We say what can we do!? Do your research; make ethical changes. Vote with your most powerful voice; your dollars. This is the language they speak. Speak up always, loud and proud. Start at the grassroots with the everyday control freaks and narcissists you deal with. You cannot make a person change their behaviour, you can only change your own. You must communicate, to the unevolved, how their behaviour affects you. Often, due to their lack of empathy, they will have no idea. Possibly, they will not care, but they can’t know how they’ve affected you if you don’t share that with them. Usually, they will mock you in retaliation; take that as a sign they’ve heard you and they know others have heard you too. If enough people share with them when they have been wronged then maybe they will begin to see a pattern and seek help or change their ways. You always have the right to move away from a person that mistreats you. It is an act of self-preservation and great strength to take the high road and walk away. It may not always be easy to do as they may be your boss or a relative but you do not need to carry out the wishes of  self-serving narcissists or put up with disrespect.

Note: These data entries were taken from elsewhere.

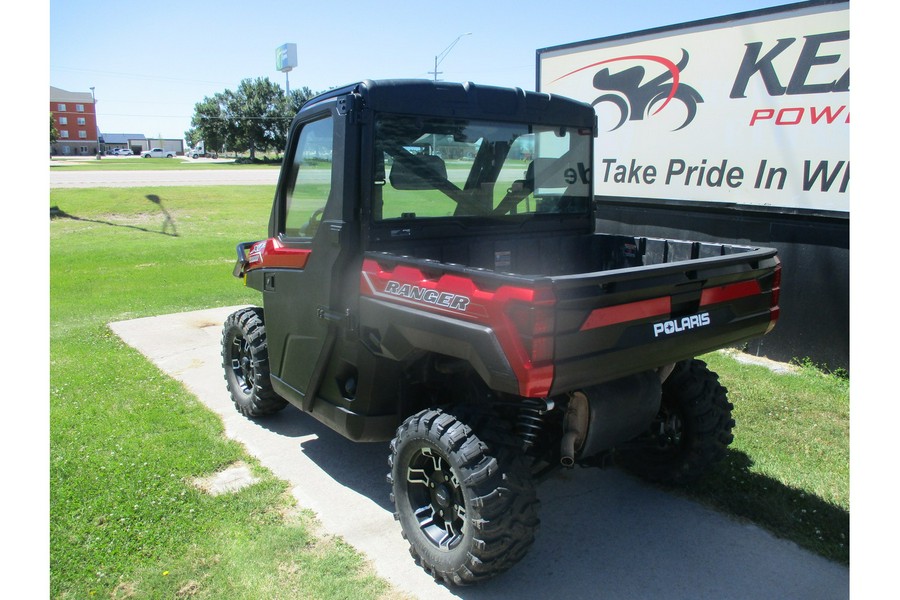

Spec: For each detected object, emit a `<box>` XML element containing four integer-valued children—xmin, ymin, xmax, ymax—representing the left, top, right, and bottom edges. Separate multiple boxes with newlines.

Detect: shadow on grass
<box><xmin>50</xmin><ymin>194</ymin><xmax>178</xmax><ymax>237</ymax></box>
<box><xmin>652</xmin><ymin>450</ymin><xmax>850</xmax><ymax>564</ymax></box>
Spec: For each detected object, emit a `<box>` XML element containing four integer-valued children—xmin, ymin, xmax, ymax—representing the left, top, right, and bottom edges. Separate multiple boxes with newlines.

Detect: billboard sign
<box><xmin>275</xmin><ymin>44</ymin><xmax>297</xmax><ymax>73</ymax></box>
<box><xmin>537</xmin><ymin>0</ymin><xmax>850</xmax><ymax>214</ymax></box>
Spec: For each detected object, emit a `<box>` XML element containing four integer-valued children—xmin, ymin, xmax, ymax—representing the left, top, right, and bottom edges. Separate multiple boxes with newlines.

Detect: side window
<box><xmin>283</xmin><ymin>117</ymin><xmax>334</xmax><ymax>238</ymax></box>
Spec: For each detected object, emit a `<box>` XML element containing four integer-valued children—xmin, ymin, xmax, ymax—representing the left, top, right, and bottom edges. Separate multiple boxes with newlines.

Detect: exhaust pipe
<box><xmin>559</xmin><ymin>366</ymin><xmax>660</xmax><ymax>467</ymax></box>
<box><xmin>559</xmin><ymin>391</ymin><xmax>590</xmax><ymax>469</ymax></box>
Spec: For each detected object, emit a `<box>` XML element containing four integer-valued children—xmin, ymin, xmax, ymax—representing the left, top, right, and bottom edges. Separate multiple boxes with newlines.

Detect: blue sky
<box><xmin>49</xmin><ymin>0</ymin><xmax>789</xmax><ymax>138</ymax></box>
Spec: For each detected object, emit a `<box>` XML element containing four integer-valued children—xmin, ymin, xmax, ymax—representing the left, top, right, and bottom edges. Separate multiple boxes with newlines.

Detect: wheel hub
<box><xmin>406</xmin><ymin>447</ymin><xmax>466</xmax><ymax>550</ymax></box>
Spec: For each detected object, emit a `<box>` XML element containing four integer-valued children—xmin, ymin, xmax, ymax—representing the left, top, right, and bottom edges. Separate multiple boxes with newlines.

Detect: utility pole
<box><xmin>428</xmin><ymin>32</ymin><xmax>472</xmax><ymax>81</ymax></box>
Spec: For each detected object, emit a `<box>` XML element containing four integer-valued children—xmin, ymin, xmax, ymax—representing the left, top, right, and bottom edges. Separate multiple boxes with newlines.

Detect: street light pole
<box><xmin>428</xmin><ymin>32</ymin><xmax>472</xmax><ymax>81</ymax></box>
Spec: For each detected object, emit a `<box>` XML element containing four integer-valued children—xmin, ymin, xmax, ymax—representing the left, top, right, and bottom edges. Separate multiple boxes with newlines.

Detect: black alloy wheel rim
<box><xmin>406</xmin><ymin>446</ymin><xmax>466</xmax><ymax>550</ymax></box>
<box><xmin>231</xmin><ymin>335</ymin><xmax>253</xmax><ymax>394</ymax></box>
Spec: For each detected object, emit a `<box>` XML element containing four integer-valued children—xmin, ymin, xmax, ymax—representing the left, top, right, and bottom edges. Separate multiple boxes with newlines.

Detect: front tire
<box><xmin>222</xmin><ymin>307</ymin><xmax>287</xmax><ymax>417</ymax></box>
<box><xmin>617</xmin><ymin>359</ymin><xmax>734</xmax><ymax>484</ymax></box>
<box><xmin>388</xmin><ymin>409</ymin><xmax>540</xmax><ymax>585</ymax></box>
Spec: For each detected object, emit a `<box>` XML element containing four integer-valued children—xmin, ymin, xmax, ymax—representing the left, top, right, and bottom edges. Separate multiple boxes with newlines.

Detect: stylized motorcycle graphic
<box><xmin>550</xmin><ymin>48</ymin><xmax>703</xmax><ymax>131</ymax></box>
<box><xmin>591</xmin><ymin>48</ymin><xmax>703</xmax><ymax>131</ymax></box>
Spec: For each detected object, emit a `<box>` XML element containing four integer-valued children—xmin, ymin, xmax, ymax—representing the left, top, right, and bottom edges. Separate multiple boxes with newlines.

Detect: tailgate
<box><xmin>551</xmin><ymin>240</ymin><xmax>781</xmax><ymax>394</ymax></box>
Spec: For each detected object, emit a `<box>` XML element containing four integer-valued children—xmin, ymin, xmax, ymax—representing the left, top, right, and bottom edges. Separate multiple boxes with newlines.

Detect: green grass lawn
<box><xmin>50</xmin><ymin>186</ymin><xmax>392</xmax><ymax>599</ymax></box>
<box><xmin>50</xmin><ymin>156</ymin><xmax>281</xmax><ymax>171</ymax></box>
<box><xmin>49</xmin><ymin>185</ymin><xmax>849</xmax><ymax>599</ymax></box>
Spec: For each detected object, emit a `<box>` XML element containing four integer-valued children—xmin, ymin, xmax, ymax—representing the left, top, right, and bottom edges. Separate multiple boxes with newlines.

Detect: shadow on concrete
<box><xmin>248</xmin><ymin>407</ymin><xmax>849</xmax><ymax>600</ymax></box>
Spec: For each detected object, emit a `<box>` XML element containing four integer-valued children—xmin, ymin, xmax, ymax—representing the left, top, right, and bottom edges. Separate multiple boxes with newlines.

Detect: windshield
<box><xmin>373</xmin><ymin>115</ymin><xmax>592</xmax><ymax>221</ymax></box>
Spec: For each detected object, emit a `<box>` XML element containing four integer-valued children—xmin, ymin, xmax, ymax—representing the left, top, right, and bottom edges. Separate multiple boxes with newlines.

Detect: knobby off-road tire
<box><xmin>388</xmin><ymin>409</ymin><xmax>540</xmax><ymax>585</ymax></box>
<box><xmin>222</xmin><ymin>307</ymin><xmax>287</xmax><ymax>417</ymax></box>
<box><xmin>618</xmin><ymin>359</ymin><xmax>734</xmax><ymax>484</ymax></box>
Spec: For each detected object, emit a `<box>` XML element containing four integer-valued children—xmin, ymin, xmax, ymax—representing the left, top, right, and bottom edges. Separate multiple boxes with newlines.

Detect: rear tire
<box><xmin>222</xmin><ymin>307</ymin><xmax>287</xmax><ymax>417</ymax></box>
<box><xmin>617</xmin><ymin>359</ymin><xmax>734</xmax><ymax>484</ymax></box>
<box><xmin>388</xmin><ymin>409</ymin><xmax>540</xmax><ymax>585</ymax></box>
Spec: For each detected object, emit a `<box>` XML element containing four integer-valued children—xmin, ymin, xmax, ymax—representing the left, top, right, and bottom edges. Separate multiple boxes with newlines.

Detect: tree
<box><xmin>184</xmin><ymin>77</ymin><xmax>315</xmax><ymax>160</ymax></box>
<box><xmin>227</xmin><ymin>77</ymin><xmax>285</xmax><ymax>160</ymax></box>
<box><xmin>184</xmin><ymin>93</ymin><xmax>228</xmax><ymax>152</ymax></box>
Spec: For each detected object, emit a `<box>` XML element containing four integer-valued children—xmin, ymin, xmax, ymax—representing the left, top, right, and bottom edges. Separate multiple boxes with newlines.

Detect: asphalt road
<box><xmin>111</xmin><ymin>307</ymin><xmax>850</xmax><ymax>600</ymax></box>
<box><xmin>50</xmin><ymin>163</ymin><xmax>278</xmax><ymax>189</ymax></box>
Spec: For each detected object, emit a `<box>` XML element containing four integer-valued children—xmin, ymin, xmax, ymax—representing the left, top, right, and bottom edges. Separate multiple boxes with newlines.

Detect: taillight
<box><xmin>772</xmin><ymin>264</ymin><xmax>781</xmax><ymax>307</ymax></box>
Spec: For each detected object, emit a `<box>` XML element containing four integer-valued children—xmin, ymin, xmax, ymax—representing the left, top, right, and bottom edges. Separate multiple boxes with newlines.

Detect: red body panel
<box><xmin>360</xmin><ymin>259</ymin><xmax>555</xmax><ymax>398</ymax></box>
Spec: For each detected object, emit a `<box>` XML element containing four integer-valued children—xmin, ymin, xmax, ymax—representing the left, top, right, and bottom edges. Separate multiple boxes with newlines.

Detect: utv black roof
<box><xmin>300</xmin><ymin>79</ymin><xmax>596</xmax><ymax>128</ymax></box>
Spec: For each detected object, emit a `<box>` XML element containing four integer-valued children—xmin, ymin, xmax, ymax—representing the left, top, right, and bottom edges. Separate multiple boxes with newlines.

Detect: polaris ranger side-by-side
<box><xmin>222</xmin><ymin>80</ymin><xmax>780</xmax><ymax>584</ymax></box>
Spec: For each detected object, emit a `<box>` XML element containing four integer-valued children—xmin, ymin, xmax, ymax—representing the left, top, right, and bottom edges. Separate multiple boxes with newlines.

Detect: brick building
<box><xmin>50</xmin><ymin>86</ymin><xmax>103</xmax><ymax>156</ymax></box>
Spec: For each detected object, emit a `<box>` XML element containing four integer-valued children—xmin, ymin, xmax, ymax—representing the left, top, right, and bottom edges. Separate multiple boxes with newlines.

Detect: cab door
<box><xmin>263</xmin><ymin>100</ymin><xmax>359</xmax><ymax>410</ymax></box>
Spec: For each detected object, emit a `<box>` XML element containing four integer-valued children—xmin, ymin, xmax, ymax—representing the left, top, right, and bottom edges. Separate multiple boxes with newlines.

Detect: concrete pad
<box><xmin>110</xmin><ymin>307</ymin><xmax>850</xmax><ymax>600</ymax></box>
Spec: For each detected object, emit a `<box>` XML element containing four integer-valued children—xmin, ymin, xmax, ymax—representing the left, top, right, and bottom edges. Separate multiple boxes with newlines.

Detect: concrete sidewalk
<box><xmin>110</xmin><ymin>307</ymin><xmax>850</xmax><ymax>600</ymax></box>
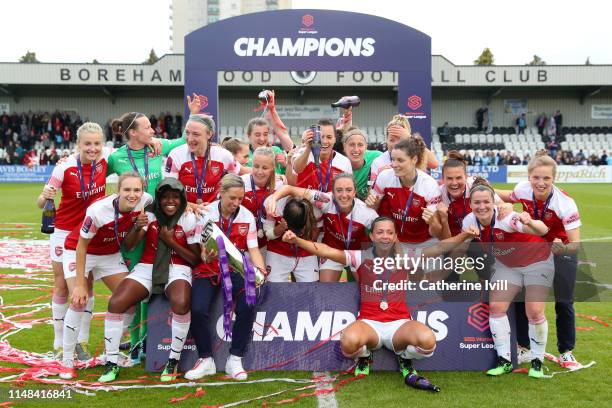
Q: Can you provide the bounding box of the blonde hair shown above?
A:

So, in keeping with the quick and easy, ‘how to’ culture; here are my thoughts on how to change the world in three (not so) easy steps.

  1. Do what is right. Be the change you wish to see in the world. Start with you. Make good choices. By your example you will give others the strength and courage to do the same. Question everything and stand up for what is good and just. Vow to never again stand by and watch harm being done to another. Communicate how another’s actions affect you and call them to account.
  2. Know thyself. Know you are equal to all others. Love and respect yourself because only then can you do that for others. Support yourself, be your own best friend or parent yourself if you missed out on nurturing parents. Speak to yourself lovingly, think positively. You become what you think.
  3. Share your gifts with the world. Everyone has something special they can share with the world. You are actually doing the world a disservice keeping your talents to yourself; imagine if Da Vinci had never shared! Someone, somewhere, needs what you have to offer. Find like-minded people who will lift you up. Filter advice through a critical lens, is it given from a point of love or bitter envy and control? Be brave and try new things. Keep looking until you find your passion; that which makes your soul sing.

We live in scary times, perhaps we are on the cusp of monumental cultural change. Change is always uncomfortable, just ask our dog. Keep an open mind, look through a different lens. Lean into true respect for our fellow humans and real equality. When we have these we will surely have a changed world.